Hi gbatemp before I get started I just wanna say im going to try as hard as I can to not sound like an advertisement or some guy that got paid off to make a positive review.

2 months ago I tried making a purchase on nds-card.com but never got my item and my refund was held for another 15 days afterwards but in the end I did get my refund of 80 USD.

I decided to try a new site peachds since they are based in the US (California) and don't want to order from out of country like my last attempt, but all the sites on gateways reseller page did not accept paypal or mastercard.
Luckily for me peachds accepts payments for verified paypal accounts, the shipping service is usps first-class mail
but I contacted them on there site requesting to pay for 2 day priority mail and they said that was fine. from what I see they have the cheapest price for gateway cards and fastest shipping service since you can pay for what you want (they only use usps) and of course includes tracking and insurance, my total for the purchase was 67.99 with 2 day priority mail *stateside!*

Heres some pictures to show my new Gateway card 



Spoiler


----------



## azublazer (Apr 5, 2015)

Purchased from them because of your post in my thread.
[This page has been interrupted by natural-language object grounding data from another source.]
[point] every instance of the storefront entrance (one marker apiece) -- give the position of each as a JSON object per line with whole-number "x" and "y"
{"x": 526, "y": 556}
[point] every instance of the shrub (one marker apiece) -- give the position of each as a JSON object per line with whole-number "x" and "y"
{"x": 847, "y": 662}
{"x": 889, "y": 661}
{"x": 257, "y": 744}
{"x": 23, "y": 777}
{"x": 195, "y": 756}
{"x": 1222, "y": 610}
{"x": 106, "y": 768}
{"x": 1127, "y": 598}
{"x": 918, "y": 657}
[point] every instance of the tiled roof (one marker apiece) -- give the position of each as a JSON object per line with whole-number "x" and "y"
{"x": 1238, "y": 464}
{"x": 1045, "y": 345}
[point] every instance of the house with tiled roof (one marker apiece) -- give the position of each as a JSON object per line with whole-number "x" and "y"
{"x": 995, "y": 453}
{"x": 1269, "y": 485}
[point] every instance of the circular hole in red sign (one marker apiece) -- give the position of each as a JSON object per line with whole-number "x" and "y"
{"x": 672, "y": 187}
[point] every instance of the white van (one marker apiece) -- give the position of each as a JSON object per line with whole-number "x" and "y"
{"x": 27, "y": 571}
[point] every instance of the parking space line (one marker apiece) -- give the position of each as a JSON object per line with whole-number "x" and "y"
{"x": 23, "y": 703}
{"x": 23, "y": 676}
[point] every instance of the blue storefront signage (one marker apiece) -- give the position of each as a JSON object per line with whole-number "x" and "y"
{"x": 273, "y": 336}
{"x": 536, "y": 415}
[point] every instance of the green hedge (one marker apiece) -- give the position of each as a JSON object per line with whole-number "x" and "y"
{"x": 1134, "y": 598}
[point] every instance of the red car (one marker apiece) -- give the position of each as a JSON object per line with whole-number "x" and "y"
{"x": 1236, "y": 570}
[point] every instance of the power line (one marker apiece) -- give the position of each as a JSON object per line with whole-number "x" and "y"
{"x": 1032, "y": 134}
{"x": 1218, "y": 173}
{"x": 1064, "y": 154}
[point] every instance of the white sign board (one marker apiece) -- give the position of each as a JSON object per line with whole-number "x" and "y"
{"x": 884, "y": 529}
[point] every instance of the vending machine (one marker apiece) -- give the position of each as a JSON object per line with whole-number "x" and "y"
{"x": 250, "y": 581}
Quick fast payment and they shipped the item to me on a Saturday. It should be here in a couple days. Couldn't be happier with the service. I'll be posting a review when I receive mine as well.


----------



## scottsan (Jun 23, 2015)

Ordered from them in the past, their service is pretty fast.  USPS is a little slow though, wish they had Amazon 2-day shipping =P


----------



## Xenon Hacks (Jun 23, 2015)

scottsan said:


> Ordered from them in the past, their service is pretty fast.  USPS is a little slow though, wish they had Amazon 2-day shipping =P


you can pay for 2 day priority for like 5 dollars.


----------



## melliu30 (Dec 12, 2015)

Yep, you can just email them beforehand and they'll give you priority mail for $2-3 more.  Hoping to get my Sky3DS+ before Christmas


----------



## MisterDragon2012 (Jan 1, 2016)

Kind of regretting going with oz3ds.net they seem to be very hard to contact.

Wish I went with peachds instead.


----------



## mchew (Jan 18, 2016)

Ugh they don't sell the Gateway anymore.


----------